Introduction to Multidimensional Databases
Introducing the terms and concepts around multidimensional databases and data warehouses
8 min read
The multidimensional data model was introduced to address the limitations of (the ) which excels at handling “online” transactions but struggles with complex analytical queries, especially at a large scale. Designed specifically for data analysis, the multidimensional model is now a fundamental component of the Business Intelligence (BI) industry, enabling organizations to extract meaningful insights from vast datasets.
In a multidimensional model, data is organized as facts (quantifiable events) and dimensions (contextual descriptors). Facts typically have associated numerical values, known as measures, while dimensions are often textual, categorizing or qualifying the facts. Queries aggregate measure values over dimension ranges to provide actionable insights, such as "sales by month and city."
Components of a Multidimensional Data Model
Facts
Facts represent the core data points being analyzed. They usually represent business events, such as sales transactions, orders, or shipments. A fact is defined by its measurements (numerical values) and dimension values (contextual information). There are mainly two types of facts:
- Event Facts: they usually model events in the real world; meaning that there is exactly one fact for each unique event in the overall real-world process that is captures. For example with a fine granularity there will be one fact for each particular sale of a specific item; with a coarser granularity there would be one fact for each day when one or more sale of a specific item occurred If event facts did not have any measures they are called measurelss facts or factless facts, for example the record that represents a contact with a customer to inform him about a new offer.
- Snapshot Facts (state Facts): models the stats of a given process at a certain point in time.
Event facts are made to represent events that can happen unpredictably in time; however snapshot facts are typically made to represent the states at predefined times.
Dimensions
Dimensions are descriptive elements that provide context to facts. They categorize and describe the facts and are used for filtering and grouping data.
Dimensions are usually hierarchical, allowing users to drill down into finer details or roll up to see higher-level summaries.

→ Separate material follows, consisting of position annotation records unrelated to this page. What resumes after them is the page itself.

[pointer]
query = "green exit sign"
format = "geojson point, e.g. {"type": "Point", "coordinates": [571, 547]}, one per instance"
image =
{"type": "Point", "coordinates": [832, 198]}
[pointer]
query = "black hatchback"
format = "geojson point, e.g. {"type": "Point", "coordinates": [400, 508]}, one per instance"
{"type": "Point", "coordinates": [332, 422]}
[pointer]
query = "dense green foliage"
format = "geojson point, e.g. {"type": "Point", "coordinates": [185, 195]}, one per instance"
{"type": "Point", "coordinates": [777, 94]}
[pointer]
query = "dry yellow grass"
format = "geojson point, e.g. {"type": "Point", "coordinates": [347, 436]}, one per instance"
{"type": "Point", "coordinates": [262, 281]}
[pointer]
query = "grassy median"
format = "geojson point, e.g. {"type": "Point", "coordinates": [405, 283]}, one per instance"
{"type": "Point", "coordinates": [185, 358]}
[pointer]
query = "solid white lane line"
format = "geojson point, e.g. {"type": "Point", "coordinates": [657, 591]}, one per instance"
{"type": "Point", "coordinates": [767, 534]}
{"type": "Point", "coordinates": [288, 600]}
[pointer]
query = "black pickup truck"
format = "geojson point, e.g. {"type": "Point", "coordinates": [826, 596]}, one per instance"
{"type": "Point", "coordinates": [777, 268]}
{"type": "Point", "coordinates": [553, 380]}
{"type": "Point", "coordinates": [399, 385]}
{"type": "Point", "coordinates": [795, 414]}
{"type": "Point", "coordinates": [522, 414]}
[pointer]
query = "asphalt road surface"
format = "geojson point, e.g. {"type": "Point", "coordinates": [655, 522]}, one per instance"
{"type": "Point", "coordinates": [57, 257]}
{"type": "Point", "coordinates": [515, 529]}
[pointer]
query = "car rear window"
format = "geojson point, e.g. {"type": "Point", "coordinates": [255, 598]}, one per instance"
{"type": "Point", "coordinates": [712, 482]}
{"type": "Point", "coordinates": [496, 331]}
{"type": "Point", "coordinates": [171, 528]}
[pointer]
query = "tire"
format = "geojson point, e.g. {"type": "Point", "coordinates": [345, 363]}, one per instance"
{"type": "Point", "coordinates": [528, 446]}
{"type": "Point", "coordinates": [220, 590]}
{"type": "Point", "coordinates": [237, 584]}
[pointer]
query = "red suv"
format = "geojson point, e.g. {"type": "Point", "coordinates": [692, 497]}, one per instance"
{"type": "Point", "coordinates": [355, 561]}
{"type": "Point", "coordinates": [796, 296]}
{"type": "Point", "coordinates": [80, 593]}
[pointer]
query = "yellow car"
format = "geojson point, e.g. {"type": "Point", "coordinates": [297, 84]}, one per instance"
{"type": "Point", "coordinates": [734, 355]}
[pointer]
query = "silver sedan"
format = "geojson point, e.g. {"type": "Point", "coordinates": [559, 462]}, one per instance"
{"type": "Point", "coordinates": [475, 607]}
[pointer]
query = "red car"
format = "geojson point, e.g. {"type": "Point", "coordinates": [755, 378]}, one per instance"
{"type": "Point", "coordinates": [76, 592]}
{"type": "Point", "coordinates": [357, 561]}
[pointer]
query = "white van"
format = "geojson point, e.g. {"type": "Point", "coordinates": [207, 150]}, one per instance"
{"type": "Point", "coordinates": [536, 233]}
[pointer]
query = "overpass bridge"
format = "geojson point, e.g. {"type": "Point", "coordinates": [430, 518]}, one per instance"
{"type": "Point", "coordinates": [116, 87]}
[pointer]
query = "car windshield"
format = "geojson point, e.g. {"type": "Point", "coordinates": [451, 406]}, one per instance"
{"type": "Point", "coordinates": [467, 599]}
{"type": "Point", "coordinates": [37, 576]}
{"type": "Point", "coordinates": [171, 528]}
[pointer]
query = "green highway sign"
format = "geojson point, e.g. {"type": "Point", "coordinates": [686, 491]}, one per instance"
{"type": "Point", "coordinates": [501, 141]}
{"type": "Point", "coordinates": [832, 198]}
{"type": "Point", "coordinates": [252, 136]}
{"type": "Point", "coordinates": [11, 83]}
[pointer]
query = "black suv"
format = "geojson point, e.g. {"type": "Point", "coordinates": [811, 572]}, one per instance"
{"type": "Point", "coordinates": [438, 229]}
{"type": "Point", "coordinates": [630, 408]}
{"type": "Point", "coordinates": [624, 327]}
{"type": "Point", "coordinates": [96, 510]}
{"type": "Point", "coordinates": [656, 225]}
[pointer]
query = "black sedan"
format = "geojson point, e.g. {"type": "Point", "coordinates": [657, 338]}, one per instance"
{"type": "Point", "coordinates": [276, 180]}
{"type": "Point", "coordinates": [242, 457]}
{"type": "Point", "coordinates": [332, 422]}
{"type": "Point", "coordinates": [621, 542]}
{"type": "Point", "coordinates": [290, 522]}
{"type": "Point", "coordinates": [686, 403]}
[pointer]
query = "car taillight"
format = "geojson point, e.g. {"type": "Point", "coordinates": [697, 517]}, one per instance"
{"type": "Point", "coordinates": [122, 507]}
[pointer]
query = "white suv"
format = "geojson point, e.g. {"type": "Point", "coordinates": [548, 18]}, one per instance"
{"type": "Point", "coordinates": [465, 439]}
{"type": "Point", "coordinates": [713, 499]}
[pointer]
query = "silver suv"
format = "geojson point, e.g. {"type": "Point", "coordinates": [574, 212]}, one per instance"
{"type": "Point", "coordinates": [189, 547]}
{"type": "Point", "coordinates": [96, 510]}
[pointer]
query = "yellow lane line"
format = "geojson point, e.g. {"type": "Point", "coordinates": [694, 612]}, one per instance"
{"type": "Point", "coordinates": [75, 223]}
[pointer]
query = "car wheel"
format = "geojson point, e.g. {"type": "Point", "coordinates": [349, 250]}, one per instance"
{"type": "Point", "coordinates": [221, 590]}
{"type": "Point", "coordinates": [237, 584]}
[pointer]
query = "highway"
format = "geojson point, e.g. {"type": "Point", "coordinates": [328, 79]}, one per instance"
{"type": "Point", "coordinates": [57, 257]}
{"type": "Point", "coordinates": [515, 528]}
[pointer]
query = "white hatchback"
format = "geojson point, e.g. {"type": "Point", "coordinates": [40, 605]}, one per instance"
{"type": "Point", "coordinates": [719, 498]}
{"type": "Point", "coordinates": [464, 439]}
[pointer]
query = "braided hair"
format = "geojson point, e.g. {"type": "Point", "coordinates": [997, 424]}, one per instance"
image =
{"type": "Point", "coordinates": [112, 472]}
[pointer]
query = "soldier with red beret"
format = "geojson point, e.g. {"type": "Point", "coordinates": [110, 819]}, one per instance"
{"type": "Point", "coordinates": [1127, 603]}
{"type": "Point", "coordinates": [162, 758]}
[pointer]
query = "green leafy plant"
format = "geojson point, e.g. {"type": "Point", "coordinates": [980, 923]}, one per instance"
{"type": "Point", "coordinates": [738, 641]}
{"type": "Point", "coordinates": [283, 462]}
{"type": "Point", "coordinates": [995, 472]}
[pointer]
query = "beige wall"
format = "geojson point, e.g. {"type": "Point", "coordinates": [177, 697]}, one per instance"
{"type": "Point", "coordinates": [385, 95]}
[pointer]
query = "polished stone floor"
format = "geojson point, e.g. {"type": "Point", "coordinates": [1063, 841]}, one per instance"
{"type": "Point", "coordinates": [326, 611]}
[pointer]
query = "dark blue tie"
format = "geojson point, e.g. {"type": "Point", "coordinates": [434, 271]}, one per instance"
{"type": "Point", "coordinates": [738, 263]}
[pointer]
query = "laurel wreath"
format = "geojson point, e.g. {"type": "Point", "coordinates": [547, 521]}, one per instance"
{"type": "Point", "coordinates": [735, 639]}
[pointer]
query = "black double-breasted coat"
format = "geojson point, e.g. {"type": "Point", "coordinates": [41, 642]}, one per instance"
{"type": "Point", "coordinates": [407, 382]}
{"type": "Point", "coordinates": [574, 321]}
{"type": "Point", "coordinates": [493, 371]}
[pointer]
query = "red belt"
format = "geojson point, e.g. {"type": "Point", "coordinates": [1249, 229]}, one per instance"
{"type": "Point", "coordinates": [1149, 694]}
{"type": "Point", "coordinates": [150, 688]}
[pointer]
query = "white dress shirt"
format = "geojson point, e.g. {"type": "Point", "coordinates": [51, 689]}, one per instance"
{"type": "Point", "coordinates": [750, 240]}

They are used for three purposes; the labeling, selection(filtering) and the grouping of data at a desired level of detail (they are often textual and considered as labels for data).
A dimension is organized into a containment-like hierarchy composed of number of levels, each of which represents a specific level of details. The instances of the dimensions are typically called dimension values or members; each value or member belongs to a particular level.
Measures
A measure has two components, a numerical property and a formula (usually an aggregation function such as sum or average). Measures generally represent the properties of a chosen fact. There are three classes of measures:
- Additive measures: can be combined meaningfully along any dimension (ex: sales over location and time) this causes no overlap between the real world phenomena that caused the individual values.
- Semi-additive measures: values cannot be combined along one or more of the dimensions (usually the time dimension); for example it doesn’t make sense to sum inventory over time as the same inventory item may be counted several times.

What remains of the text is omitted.